Reconstruction Era
Reconstruction encompasses the years 1865-1877, from the end of the Civil War to the end of the Grant administration and the election of 1876, which required a compromise to determine the next President. Reconstruction refers to official federal policies enacted to reintegrate the Union. The Reconstruction era includes all of American history in those years, and not just the policy directed toward the ex-Confederate states.
Five years after the Civil War, the United States seemed to be united once again, and the horrible ravages and unimaginable sacrifice of life on both sides seemed almost to have been a bad dream. An editorial in the Spirit of Jefferson, of January 24, 1871, had this to say:
“The superficial observer in Virginia, beholding the apparent devotion to material progress of the people who have so often been thought chivalric, is led to believe that, in the South, as well as in the North, the great war of the sections is nearly forgotten, or is only remembered as an historical fact … have developed a spirit of practicalism hitherto unknown to our people…”
The newspapers were full of the events of the day, both in the US and in Europe and, occasionally, in other parts of the world. There were still references to the recent struggle, and soldiers’ memoirs were the pop literature of the day. Decoration Days — one day a year, usually in late spring, set aside in different communities on different days, to clean up and beautify the graves of the glorious dead, days that would eventually coalesce into Memorial Day — had become a fixture in many cemeteries. Decoration Days were initiated and led by those ‘Winchester women,’ like many women in the South, who simply refused to let the Civil War die. These southern women led the charge to have statues erected in memory of Southern generals and other men prominent in the rebellion, a movement that reached its full expression in the early 1900s at the height of the Jim Crow era. Immediately after the war, Edward A. Pollard created the myth of the Lost Cause and the defeated South became the heroic martyred. The rebellion was broken, but, despite Lincoln’s 1865 plea of ‘malice toward none, with charity for all’ and Grant’s uninspired ‘Let us have Peace’ three years later, the South still seethed, and the cloying sentimentality of the Lost Cause fermented in the southern heat, boiling up into scalding, vengeful violence against the recently freed and now Constitutionally-protected blacks. The KKK meted out its hydra-headed terror.

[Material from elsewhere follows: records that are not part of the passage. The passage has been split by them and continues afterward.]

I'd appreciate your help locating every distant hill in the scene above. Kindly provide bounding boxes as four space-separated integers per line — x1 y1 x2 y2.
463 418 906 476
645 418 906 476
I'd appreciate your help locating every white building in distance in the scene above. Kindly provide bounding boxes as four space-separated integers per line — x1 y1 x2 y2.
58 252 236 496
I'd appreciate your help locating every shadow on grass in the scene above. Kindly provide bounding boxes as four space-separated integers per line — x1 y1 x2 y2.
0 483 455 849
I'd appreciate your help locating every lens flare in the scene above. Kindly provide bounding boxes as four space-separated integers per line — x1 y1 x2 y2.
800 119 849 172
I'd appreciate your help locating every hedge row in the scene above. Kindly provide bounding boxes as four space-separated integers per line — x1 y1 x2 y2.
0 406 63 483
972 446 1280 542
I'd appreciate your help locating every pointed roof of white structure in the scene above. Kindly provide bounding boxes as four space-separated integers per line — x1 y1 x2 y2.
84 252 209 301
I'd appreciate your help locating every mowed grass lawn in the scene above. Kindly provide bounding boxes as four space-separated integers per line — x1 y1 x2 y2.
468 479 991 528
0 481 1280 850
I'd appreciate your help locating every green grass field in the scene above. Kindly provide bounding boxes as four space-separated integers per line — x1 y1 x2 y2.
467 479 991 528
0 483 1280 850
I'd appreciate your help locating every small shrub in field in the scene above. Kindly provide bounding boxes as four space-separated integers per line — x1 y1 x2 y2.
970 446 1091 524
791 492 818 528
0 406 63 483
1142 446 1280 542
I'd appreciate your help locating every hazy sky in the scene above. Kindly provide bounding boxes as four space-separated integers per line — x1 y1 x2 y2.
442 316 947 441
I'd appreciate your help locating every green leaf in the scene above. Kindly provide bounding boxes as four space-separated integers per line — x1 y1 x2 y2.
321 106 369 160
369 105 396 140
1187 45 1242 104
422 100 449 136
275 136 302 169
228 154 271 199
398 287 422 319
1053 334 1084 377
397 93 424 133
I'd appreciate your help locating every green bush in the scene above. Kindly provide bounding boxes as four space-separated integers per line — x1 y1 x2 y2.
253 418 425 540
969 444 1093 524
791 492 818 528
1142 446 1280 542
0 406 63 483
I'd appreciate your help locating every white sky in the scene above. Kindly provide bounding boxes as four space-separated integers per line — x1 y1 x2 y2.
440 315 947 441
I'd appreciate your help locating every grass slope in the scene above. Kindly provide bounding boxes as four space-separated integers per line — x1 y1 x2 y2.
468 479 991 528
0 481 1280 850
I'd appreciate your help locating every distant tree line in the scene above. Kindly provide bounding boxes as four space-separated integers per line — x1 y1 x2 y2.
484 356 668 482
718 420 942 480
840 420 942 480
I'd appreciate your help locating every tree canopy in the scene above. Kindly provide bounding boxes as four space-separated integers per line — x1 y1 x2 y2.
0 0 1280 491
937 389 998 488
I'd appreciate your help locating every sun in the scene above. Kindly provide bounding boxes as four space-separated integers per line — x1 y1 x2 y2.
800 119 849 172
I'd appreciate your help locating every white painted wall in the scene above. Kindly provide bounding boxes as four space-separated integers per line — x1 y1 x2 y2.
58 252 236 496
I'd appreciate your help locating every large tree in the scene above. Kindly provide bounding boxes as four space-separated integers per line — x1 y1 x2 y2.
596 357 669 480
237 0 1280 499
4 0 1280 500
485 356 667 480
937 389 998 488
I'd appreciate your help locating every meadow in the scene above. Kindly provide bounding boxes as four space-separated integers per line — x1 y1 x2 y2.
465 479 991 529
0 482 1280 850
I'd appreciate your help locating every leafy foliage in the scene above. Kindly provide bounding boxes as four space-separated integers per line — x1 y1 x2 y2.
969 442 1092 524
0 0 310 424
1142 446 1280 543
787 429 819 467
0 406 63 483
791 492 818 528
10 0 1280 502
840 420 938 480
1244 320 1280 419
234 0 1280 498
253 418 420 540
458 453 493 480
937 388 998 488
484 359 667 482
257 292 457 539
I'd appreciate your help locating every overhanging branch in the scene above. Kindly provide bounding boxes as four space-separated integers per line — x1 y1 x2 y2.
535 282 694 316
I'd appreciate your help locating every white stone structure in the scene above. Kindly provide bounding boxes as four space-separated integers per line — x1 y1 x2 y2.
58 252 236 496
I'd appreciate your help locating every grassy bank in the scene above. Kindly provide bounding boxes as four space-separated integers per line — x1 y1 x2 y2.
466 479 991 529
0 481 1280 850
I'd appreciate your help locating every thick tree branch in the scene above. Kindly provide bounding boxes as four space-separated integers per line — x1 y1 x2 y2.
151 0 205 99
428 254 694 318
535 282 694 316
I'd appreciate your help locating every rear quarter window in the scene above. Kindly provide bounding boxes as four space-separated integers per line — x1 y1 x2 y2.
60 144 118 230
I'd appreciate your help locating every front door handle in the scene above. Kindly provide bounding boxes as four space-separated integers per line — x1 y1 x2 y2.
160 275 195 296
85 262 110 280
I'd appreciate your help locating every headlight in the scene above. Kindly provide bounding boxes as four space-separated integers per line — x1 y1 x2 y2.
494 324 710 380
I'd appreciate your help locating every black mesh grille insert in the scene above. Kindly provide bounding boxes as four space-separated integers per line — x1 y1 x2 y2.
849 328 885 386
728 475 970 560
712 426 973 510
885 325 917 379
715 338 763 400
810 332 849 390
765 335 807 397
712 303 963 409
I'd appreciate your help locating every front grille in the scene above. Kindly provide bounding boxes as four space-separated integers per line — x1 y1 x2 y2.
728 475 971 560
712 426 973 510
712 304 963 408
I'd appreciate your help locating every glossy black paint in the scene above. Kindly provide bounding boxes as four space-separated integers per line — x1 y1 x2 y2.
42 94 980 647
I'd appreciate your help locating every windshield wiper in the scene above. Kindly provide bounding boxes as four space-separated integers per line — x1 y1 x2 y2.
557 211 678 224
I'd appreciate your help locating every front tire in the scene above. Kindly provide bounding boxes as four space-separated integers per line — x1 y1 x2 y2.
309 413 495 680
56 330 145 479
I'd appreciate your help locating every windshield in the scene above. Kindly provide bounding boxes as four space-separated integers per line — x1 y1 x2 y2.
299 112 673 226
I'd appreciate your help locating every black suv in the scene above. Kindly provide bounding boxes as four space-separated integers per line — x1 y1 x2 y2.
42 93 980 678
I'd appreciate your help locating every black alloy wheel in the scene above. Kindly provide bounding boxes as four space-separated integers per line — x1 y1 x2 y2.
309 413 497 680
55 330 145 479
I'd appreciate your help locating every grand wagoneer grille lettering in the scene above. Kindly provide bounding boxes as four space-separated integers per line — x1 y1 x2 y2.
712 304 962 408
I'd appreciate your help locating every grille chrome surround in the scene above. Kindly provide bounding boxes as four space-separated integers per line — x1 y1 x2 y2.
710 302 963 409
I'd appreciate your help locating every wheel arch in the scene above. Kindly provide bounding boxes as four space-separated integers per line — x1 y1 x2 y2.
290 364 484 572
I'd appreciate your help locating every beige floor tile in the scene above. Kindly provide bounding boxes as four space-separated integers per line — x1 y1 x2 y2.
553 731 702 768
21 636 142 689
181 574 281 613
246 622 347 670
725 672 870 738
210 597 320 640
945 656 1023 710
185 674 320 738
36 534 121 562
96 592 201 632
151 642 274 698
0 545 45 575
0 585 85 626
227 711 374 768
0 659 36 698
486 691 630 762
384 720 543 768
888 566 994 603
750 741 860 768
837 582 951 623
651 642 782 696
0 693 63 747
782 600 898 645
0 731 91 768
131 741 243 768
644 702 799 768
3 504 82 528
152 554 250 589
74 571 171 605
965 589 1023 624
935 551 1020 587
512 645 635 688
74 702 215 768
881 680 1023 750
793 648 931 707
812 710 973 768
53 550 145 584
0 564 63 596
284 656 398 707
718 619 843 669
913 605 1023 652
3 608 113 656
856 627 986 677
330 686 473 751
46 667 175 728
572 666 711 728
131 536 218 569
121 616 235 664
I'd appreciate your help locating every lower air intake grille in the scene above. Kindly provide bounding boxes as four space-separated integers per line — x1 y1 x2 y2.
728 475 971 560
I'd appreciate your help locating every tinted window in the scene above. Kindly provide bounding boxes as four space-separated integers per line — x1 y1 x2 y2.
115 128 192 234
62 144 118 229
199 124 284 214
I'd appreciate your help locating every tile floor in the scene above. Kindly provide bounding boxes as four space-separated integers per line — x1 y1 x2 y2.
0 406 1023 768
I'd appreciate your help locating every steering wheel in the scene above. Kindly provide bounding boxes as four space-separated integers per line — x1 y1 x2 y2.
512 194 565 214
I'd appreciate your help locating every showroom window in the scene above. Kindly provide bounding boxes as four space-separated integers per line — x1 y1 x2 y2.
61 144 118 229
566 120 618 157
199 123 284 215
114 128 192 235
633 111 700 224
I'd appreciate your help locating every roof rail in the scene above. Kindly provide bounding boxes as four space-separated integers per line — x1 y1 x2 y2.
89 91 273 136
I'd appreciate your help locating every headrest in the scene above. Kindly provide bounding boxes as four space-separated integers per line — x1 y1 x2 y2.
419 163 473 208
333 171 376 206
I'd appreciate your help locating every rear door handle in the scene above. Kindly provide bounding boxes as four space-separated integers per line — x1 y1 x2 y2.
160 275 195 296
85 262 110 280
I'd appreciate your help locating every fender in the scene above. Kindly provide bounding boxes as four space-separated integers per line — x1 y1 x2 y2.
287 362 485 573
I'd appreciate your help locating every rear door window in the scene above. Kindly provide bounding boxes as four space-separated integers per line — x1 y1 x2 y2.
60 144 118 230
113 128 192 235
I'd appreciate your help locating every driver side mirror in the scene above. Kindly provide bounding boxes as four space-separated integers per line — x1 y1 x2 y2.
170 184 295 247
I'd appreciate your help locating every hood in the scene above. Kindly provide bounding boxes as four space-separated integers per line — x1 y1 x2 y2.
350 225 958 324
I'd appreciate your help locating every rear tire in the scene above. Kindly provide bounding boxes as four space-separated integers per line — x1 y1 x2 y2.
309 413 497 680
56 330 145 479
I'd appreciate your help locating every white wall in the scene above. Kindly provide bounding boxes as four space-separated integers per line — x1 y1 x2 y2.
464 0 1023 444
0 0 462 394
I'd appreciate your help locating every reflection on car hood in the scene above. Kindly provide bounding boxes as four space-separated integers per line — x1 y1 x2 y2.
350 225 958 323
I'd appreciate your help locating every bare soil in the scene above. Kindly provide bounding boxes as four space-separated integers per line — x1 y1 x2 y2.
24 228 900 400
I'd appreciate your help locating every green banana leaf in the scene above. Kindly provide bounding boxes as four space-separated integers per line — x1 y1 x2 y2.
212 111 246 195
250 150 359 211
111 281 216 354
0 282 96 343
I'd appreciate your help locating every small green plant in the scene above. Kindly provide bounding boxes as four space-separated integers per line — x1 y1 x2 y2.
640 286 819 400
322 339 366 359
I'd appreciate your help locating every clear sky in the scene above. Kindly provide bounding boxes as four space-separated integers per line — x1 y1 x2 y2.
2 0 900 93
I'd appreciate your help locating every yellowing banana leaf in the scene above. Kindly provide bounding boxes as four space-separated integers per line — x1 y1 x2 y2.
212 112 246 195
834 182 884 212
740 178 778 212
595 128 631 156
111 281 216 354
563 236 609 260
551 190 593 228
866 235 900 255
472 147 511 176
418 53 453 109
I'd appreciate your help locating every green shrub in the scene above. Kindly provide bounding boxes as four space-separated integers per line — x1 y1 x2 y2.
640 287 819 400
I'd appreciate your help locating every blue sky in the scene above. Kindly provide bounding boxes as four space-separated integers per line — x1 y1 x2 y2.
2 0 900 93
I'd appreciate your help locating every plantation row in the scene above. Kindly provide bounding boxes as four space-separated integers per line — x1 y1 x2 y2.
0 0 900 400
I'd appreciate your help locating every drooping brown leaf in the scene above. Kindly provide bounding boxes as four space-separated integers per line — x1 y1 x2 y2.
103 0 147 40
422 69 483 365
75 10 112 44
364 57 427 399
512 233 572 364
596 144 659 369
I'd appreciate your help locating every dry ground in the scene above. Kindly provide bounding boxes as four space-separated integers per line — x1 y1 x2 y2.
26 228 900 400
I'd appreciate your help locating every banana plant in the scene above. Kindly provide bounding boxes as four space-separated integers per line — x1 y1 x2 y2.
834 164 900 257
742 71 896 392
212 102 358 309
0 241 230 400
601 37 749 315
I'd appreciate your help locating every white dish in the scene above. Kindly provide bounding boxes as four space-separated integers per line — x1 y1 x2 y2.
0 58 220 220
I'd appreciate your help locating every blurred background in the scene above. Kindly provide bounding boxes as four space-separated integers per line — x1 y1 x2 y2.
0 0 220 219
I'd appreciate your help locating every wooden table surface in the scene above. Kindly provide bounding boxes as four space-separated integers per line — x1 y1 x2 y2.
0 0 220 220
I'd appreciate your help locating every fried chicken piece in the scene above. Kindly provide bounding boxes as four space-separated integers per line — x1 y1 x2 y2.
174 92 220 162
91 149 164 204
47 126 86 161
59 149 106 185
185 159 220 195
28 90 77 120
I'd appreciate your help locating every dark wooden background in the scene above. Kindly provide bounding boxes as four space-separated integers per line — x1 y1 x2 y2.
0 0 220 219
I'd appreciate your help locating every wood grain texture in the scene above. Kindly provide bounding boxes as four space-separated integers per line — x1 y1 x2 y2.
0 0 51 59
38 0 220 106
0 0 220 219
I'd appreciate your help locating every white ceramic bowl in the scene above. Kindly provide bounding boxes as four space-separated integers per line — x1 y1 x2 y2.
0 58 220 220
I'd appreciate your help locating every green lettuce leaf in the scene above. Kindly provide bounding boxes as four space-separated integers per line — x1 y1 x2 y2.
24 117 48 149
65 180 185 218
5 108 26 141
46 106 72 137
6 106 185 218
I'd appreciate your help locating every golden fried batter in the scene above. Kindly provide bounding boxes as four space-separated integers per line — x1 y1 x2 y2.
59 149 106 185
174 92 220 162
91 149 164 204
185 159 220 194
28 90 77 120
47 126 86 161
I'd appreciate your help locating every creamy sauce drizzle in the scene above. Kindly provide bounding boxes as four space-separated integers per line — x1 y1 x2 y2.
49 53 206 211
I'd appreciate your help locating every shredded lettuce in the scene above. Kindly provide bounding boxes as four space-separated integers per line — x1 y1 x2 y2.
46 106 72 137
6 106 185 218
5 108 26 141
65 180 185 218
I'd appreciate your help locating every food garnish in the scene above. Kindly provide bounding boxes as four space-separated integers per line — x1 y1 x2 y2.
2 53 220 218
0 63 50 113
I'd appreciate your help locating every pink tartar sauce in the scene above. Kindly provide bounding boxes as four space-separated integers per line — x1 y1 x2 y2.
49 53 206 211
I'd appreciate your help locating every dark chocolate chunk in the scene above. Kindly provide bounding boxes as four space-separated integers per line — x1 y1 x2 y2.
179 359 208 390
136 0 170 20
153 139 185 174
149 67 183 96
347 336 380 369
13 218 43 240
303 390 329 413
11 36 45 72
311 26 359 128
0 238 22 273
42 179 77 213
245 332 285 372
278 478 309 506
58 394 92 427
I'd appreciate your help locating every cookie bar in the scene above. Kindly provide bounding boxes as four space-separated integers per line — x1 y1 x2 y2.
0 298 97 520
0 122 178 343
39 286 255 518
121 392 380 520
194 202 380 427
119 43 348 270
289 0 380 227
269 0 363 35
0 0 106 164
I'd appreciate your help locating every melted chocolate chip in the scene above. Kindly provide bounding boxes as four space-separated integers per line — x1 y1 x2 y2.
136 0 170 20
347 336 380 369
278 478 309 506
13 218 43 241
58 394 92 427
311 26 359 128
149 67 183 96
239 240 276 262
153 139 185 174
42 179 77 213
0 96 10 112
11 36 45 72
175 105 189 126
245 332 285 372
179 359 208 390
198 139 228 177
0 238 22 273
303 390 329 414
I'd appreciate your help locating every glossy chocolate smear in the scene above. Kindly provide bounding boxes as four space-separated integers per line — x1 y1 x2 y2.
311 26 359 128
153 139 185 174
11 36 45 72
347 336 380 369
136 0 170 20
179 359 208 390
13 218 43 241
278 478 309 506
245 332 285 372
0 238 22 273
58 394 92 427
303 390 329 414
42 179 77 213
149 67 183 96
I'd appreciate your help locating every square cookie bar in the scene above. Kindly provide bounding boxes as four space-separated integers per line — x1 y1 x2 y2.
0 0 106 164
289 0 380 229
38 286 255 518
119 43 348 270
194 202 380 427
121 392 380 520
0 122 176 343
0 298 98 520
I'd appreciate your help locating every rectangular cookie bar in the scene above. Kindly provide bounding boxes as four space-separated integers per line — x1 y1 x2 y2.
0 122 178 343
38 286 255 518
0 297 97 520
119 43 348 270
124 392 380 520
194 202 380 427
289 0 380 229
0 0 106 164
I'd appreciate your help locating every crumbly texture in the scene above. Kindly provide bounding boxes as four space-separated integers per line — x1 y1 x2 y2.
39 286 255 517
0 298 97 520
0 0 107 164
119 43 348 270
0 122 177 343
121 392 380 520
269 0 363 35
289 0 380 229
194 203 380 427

As after any tragedy, one coping mechanism is to keep busy, and the US got busy in the years after the war. Railroad building became almost an obsession — the distance between any two points on the map seemed to demand its own line or at least a spur off a main road. The transcontinental railroad was already in place, but that was just the beginning of railroading in the West. Manufacturing of all kinds boomed, pulling young men and women from family farms to cities, adding to urban populations already bloated from an influx of European immigrants. Inventors got busy filing for patents for every conceivable device. Counterfeiters got busy challenging the new national currency and the new agency, the Secret Service, established to protect it. One scandal after another provided a distraction from the effects of the war: the Whiskey Ring, the Star Route Postal Ring, Custom House frauds, sugar frauds, cadetships for sale. The nation was worn out with political malfeasance, industrial greed, and the constant stream of stories, statements, and rumors rising from the South, each more horrific than the last, of white brutality against the freed slaves. There was no shock left in the American psyche. The business of the nation and the future beckoned, and the South could come along if she wished but the North, the Federal government, and the economy were no longer willing to drag her dead weight to the inevitable conclusions. You can lead a horse to water, but . . . In 1877 Reconstruction was sacrificed to the political aspirations of the Republican Party — support from Southern Congressional Representatives for the electoral college decision in favor of a Republican president was exchanged for the withdrawal of federal troops (notably in South Carolina, Florida, and Louisiana where Republican state governments depended on a military presence), ending Reconstruction.
In short, things were changing and there was no going back. The war was won, but the South remained defiant and unrepentant; the slaves were freed but once the federal government abandoned Reconstruction, they found themselves out of the frying pan and in the fire; the industrial revolution was in full swing, which was both a blessing and a curse; railroads stitched the nation’s economy together in the most efficient manner yet devised, allowing anyone with a few dollars access to almost any commodity, as well as a chance to travel; greed and corruption were rampant, and openly so; life was moving faster and faster and was more and more dependent on the regulation of time; women began clamoring loudly for rights, the same rights just recently given to black men.